Traditionally on Ubuntu-based systems, those packages get installed as dependency of a meta package that pulls the entire desktop experience, for instance on Ubuntu this is ubuntu-desktop (the default GNOME experience), kubuntu-desktop (the KDE Plasma experience) and so on. I believe this won’t be much different for Mint.

The consequence of uninstalling such package is removal of the meta package. You can totally do that, but then the dependencies (so the cinnamon desktop with everything that makes it Linux Mint) are due for autoremoval of no longer needed packages (so apt autoremove would remove it all) unless they’re marked as explicitly installed and needed by you. Unless they’re “optional” dependencies. It’s hard to tell precisely what will happen without access to actual Linux Mint, but in theory you can just cherry pick whatever you want from that big chunky meta package, or remove it all and only reinstall stuff that interests you.

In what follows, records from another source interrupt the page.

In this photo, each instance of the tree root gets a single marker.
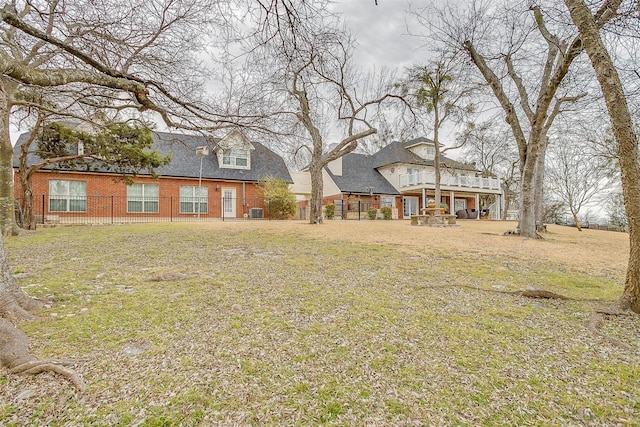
(527, 293)
(39, 366)
(14, 355)
(596, 320)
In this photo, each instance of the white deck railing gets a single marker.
(429, 178)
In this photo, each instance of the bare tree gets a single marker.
(313, 87)
(623, 130)
(527, 74)
(574, 177)
(117, 56)
(438, 89)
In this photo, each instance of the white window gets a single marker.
(143, 198)
(387, 201)
(430, 152)
(67, 196)
(194, 199)
(236, 157)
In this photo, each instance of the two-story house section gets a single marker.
(410, 167)
(402, 175)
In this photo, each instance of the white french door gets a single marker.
(410, 206)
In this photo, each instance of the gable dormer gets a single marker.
(424, 149)
(234, 151)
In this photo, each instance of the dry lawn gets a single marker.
(348, 323)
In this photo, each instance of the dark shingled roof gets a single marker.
(398, 152)
(359, 176)
(186, 164)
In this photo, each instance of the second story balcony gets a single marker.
(428, 178)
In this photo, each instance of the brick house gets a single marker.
(205, 179)
(401, 175)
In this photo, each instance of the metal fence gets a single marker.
(56, 209)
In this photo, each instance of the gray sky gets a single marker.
(381, 32)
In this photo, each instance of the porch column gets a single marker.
(452, 203)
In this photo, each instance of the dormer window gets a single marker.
(430, 152)
(234, 151)
(235, 157)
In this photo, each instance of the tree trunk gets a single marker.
(7, 218)
(539, 185)
(575, 218)
(28, 215)
(436, 160)
(527, 223)
(626, 139)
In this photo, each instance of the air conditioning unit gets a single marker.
(255, 213)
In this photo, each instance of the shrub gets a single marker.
(330, 211)
(386, 212)
(372, 213)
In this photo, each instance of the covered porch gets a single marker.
(463, 204)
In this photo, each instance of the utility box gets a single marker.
(256, 213)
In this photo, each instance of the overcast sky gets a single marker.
(380, 32)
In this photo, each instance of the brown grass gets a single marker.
(373, 323)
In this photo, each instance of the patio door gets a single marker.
(409, 206)
(229, 202)
(461, 204)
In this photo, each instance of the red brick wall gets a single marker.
(103, 191)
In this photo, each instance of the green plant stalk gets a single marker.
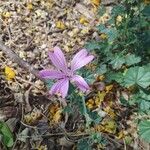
(87, 117)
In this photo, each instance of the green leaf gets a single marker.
(117, 62)
(145, 106)
(132, 59)
(93, 45)
(112, 34)
(137, 76)
(6, 134)
(84, 144)
(144, 130)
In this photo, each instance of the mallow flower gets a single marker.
(64, 74)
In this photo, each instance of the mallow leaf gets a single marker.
(137, 76)
(6, 135)
(132, 59)
(117, 62)
(144, 130)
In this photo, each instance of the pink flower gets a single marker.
(65, 74)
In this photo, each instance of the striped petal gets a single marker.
(58, 59)
(60, 87)
(51, 74)
(81, 59)
(80, 83)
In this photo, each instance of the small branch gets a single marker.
(15, 58)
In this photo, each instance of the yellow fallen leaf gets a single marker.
(96, 2)
(60, 25)
(55, 113)
(110, 126)
(32, 117)
(9, 73)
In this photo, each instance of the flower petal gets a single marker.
(80, 83)
(60, 87)
(81, 59)
(51, 74)
(81, 54)
(58, 59)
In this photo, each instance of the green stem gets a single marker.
(87, 117)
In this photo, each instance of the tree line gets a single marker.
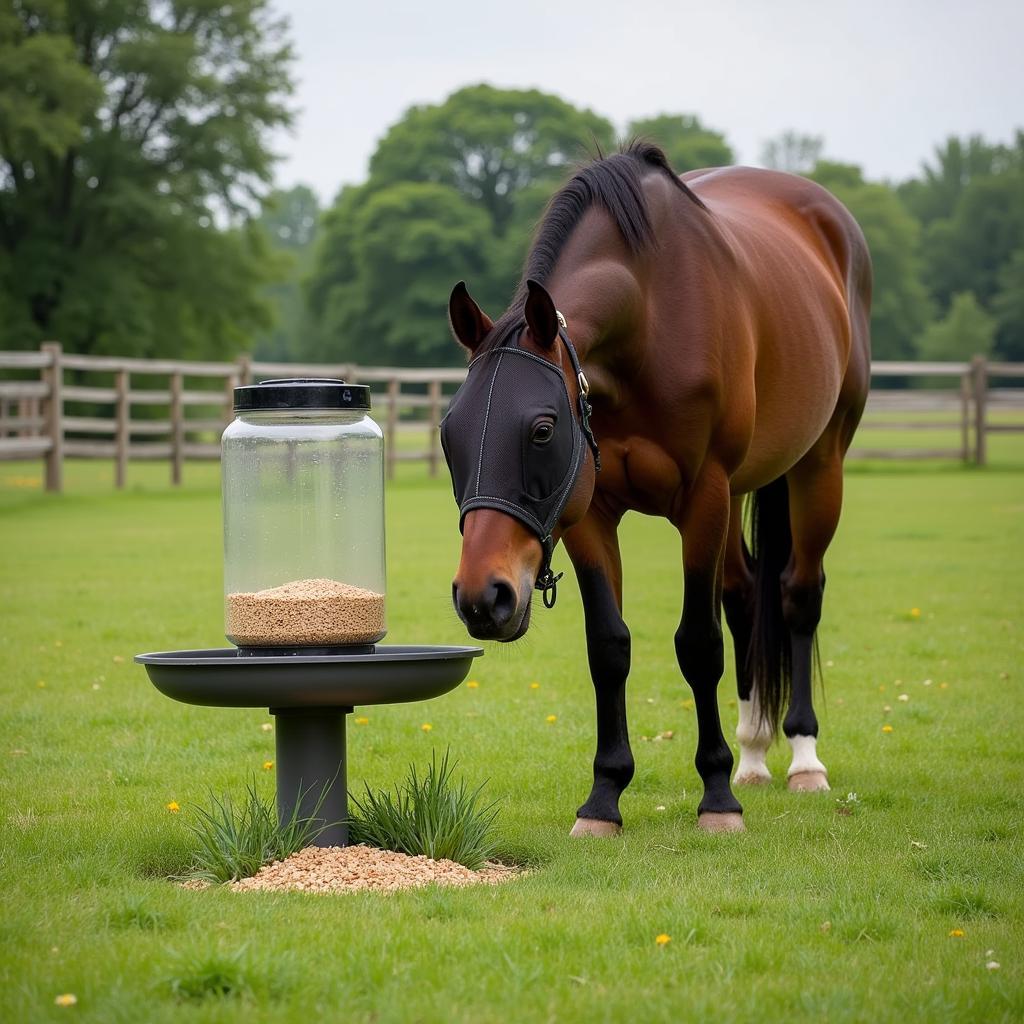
(137, 213)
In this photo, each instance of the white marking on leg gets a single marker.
(805, 756)
(755, 738)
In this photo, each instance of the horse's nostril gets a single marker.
(503, 602)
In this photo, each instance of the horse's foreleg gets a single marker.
(593, 546)
(754, 733)
(698, 642)
(815, 500)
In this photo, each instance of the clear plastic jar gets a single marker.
(302, 469)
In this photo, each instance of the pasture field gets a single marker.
(896, 910)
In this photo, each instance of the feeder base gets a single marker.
(310, 749)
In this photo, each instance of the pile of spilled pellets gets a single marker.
(337, 868)
(305, 613)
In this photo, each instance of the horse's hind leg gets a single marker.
(753, 731)
(815, 485)
(593, 546)
(698, 642)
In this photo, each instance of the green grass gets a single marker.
(231, 843)
(811, 914)
(427, 814)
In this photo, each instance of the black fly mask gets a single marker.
(512, 442)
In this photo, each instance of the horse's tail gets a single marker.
(769, 659)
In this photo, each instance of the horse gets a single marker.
(677, 345)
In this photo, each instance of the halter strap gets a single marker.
(547, 581)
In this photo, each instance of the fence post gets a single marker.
(245, 365)
(393, 386)
(966, 417)
(980, 373)
(53, 376)
(434, 390)
(177, 429)
(121, 433)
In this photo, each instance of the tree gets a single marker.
(290, 219)
(455, 192)
(132, 148)
(686, 142)
(1008, 305)
(793, 152)
(966, 331)
(967, 251)
(900, 306)
(488, 144)
(957, 164)
(386, 264)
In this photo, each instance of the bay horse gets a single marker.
(676, 343)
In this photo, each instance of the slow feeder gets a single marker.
(304, 589)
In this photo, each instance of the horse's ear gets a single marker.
(541, 316)
(470, 324)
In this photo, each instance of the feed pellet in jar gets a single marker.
(305, 613)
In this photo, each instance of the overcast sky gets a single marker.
(882, 80)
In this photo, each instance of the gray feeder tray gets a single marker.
(309, 695)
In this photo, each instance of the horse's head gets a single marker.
(516, 439)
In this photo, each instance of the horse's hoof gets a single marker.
(808, 781)
(595, 826)
(721, 821)
(753, 778)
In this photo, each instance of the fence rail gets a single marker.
(48, 409)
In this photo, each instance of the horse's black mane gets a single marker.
(612, 182)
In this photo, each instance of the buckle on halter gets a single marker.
(547, 583)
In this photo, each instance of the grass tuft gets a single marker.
(203, 975)
(135, 912)
(430, 815)
(237, 843)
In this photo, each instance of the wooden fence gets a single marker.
(49, 401)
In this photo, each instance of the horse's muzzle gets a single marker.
(495, 611)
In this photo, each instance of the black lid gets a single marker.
(301, 392)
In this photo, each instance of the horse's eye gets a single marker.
(543, 432)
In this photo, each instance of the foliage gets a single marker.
(1008, 305)
(688, 143)
(488, 144)
(793, 152)
(132, 143)
(290, 219)
(431, 815)
(235, 843)
(966, 331)
(956, 164)
(900, 306)
(455, 189)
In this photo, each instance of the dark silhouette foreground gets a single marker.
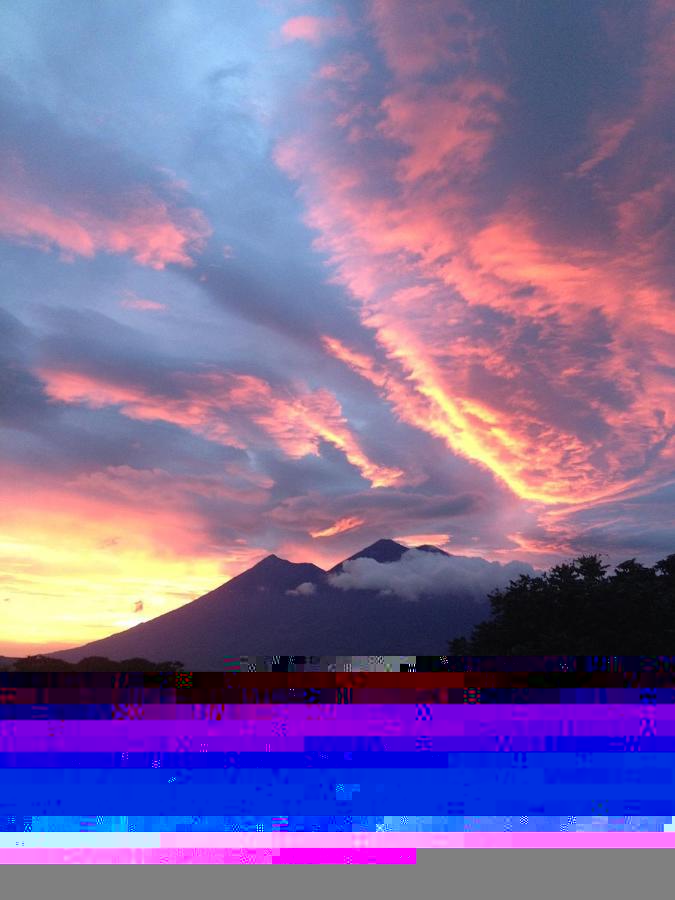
(577, 609)
(91, 664)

I personally wouldn’t bother and just set my default apps to my preference and if the app menu is too crowded I’d hide them using something like Alacarte (old school GNOME menu editor). That way you know that full system upgrades wont cause any problems, and you effectively replace apps as you desire.

And it’s true that for lightweight system with only what I need, something like Debian or Arch would be much better. My experience is that usually modifying easy-to-use distribution is (while perfectly possible) more effort than building one from the ground up.